Where do you see yourself in five or ten years? Do you think you’ll still be in the tech world?
Sure. I hope to eventually branch out to something slightly different. Just something with a little bit of newness for me – medical technology or smart homes or self driving cars – something that’s tech driven but that I would still need to learn. I aspire to have a larger role. That would good for me. I don’t feel like I’m quite ready emotionally, but I’m getting there. [laughter] As long as I’m not the person who makes executive power point decks attractive, I’ll be fine. [laughter] We’ve all been there. I think that’s the worst thing you can do to a product designer, put them in charge of powerpoint deck attractiveness.
How would you like to see tech be more accommodating to women over time in their career and retain them, especially as they start growing families?

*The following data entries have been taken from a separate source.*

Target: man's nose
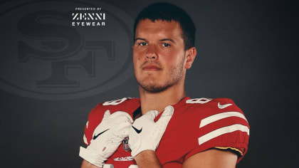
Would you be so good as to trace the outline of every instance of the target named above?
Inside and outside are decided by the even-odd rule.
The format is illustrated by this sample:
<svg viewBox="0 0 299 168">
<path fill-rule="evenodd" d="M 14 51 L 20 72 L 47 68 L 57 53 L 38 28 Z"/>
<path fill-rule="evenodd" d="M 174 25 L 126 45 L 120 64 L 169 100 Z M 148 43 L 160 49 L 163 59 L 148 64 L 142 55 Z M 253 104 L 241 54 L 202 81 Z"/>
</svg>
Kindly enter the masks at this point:
<svg viewBox="0 0 299 168">
<path fill-rule="evenodd" d="M 158 55 L 157 54 L 157 48 L 154 45 L 150 45 L 145 56 L 147 59 L 157 59 Z"/>
</svg>

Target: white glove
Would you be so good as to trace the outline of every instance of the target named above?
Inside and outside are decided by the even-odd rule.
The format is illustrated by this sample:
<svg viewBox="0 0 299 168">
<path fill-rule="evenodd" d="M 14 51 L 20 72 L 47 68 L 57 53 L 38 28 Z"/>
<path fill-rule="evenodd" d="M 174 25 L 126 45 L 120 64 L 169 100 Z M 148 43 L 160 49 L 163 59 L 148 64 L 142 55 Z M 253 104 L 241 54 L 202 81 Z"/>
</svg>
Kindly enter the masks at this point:
<svg viewBox="0 0 299 168">
<path fill-rule="evenodd" d="M 88 162 L 103 167 L 104 162 L 117 149 L 125 137 L 128 137 L 133 120 L 129 114 L 117 111 L 110 115 L 105 112 L 102 122 L 93 132 L 90 145 L 80 147 L 79 156 Z"/>
<path fill-rule="evenodd" d="M 174 107 L 169 105 L 156 122 L 154 120 L 159 114 L 157 110 L 148 111 L 135 120 L 129 132 L 129 145 L 132 157 L 144 150 L 156 150 L 173 113 Z"/>
</svg>

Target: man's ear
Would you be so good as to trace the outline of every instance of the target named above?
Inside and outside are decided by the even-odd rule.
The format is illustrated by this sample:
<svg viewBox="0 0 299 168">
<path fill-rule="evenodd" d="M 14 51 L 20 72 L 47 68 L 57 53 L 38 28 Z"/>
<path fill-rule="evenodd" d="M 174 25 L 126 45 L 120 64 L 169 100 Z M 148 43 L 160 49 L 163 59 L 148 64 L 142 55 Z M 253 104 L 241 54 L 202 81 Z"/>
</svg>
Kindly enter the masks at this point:
<svg viewBox="0 0 299 168">
<path fill-rule="evenodd" d="M 195 56 L 196 56 L 196 48 L 192 47 L 187 51 L 187 61 L 185 63 L 185 68 L 189 69 L 192 66 L 193 61 L 194 61 Z"/>
</svg>

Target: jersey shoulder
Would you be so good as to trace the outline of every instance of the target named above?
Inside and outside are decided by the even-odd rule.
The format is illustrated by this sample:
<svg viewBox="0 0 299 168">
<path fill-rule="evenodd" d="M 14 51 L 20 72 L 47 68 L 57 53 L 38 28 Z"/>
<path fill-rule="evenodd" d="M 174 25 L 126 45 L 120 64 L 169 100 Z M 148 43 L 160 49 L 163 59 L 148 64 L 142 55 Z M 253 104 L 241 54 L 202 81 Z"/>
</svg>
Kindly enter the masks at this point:
<svg viewBox="0 0 299 168">
<path fill-rule="evenodd" d="M 243 111 L 229 98 L 198 98 L 186 101 L 188 127 L 197 147 L 186 158 L 211 148 L 238 152 L 238 162 L 247 151 L 249 125 Z"/>
<path fill-rule="evenodd" d="M 140 100 L 139 98 L 123 98 L 110 101 L 99 103 L 94 107 L 89 117 L 93 117 L 99 115 L 104 115 L 106 110 L 110 110 L 112 114 L 117 111 L 124 111 L 129 114 L 132 114 L 140 106 Z"/>
<path fill-rule="evenodd" d="M 206 117 L 225 112 L 238 112 L 243 115 L 243 111 L 229 98 L 194 98 L 186 100 L 187 110 L 189 115 Z"/>
</svg>

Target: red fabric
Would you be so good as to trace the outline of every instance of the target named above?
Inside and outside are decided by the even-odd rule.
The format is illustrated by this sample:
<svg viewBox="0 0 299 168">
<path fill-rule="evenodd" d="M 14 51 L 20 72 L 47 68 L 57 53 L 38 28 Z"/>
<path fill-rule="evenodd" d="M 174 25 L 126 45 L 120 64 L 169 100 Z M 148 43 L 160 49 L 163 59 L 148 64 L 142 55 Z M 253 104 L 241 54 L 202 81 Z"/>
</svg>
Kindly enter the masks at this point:
<svg viewBox="0 0 299 168">
<path fill-rule="evenodd" d="M 216 114 L 226 112 L 243 114 L 233 100 L 228 98 L 202 98 L 193 100 L 197 103 L 199 100 L 201 103 L 187 103 L 187 100 L 189 98 L 184 98 L 177 104 L 173 105 L 174 115 L 156 150 L 156 154 L 163 167 L 182 167 L 182 164 L 191 156 L 215 147 L 236 148 L 243 154 L 247 152 L 249 136 L 247 132 L 240 130 L 221 135 L 201 145 L 199 144 L 199 137 L 224 127 L 239 124 L 249 128 L 247 121 L 238 117 L 224 118 L 199 128 L 201 120 Z M 189 101 L 192 102 L 192 100 Z M 232 105 L 220 109 L 218 103 L 222 105 Z M 103 103 L 99 104 L 90 112 L 88 127 L 85 127 L 85 135 L 88 143 L 93 137 L 94 129 L 100 122 L 105 110 L 109 110 L 111 113 L 117 110 L 126 111 L 132 116 L 140 105 L 140 100 L 137 98 L 127 99 L 117 105 L 105 106 Z M 162 113 L 156 117 L 155 121 L 159 120 Z M 125 151 L 124 145 L 124 145 L 123 142 L 117 152 L 107 160 L 106 164 L 113 164 L 115 168 L 127 168 L 131 164 L 136 164 L 134 160 L 130 160 L 132 159 L 130 157 L 130 150 Z M 238 158 L 238 162 L 243 158 L 243 154 Z"/>
</svg>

I think companies just have to hire more women, honestly. I don’t feel like there’s one thing that a company can do to make it better, except to have more women around who understand the situation we’re in. My colleague just had a baby and she’s having struggles so she’s taking time off and working from home and everyone’s been very accommodating but I am sure she doesn’t feel as good as if say 50 percent of the people that she worked with really understood what she is going through. She shouldn’t have to feel guilty for that. I don’t feel like any policies are going to change that unless the policy is just to hire more women, period. Find them, hire them, reward them for being individuals and not for behaving like men. Promote them because they make an impact even if it isn’t the same type of impact you’ve been measuring against and, for crying out loud, find out how to keep them.
My last question for you would be, what advice would you give to folks from similar backgrounds or similar life experiences, who are hoping to get into tech or stay in tech full-time? What do you wish you had known in the beginning?
I wish that I had learned to be more assertive early on. I am learning to be more assertive and direct, because that’s what’s expected when you’re in a male dominated environment. I don’t normally talk [laughter] very much. Here I’m talking, but I’m not the talker. I sit in the meeting and I listen and synthesize the information, and then when I have something valuable to contribute I’ll contribute that, but I don’t just talk for the sake of talking. I’ve noticed that talking for the sake of talking works really well for men. [laughter] Learn how to talk, even when you have nothing valuable to say [laughter]. Speaking up when you do have something to add is absolutely necessary. Knowing how and when to interject is important. Feel empowered to say something even when you’re the lowest ranking person in the room so that somebody notices you. It seems like the number one most important thing, is just speaking up.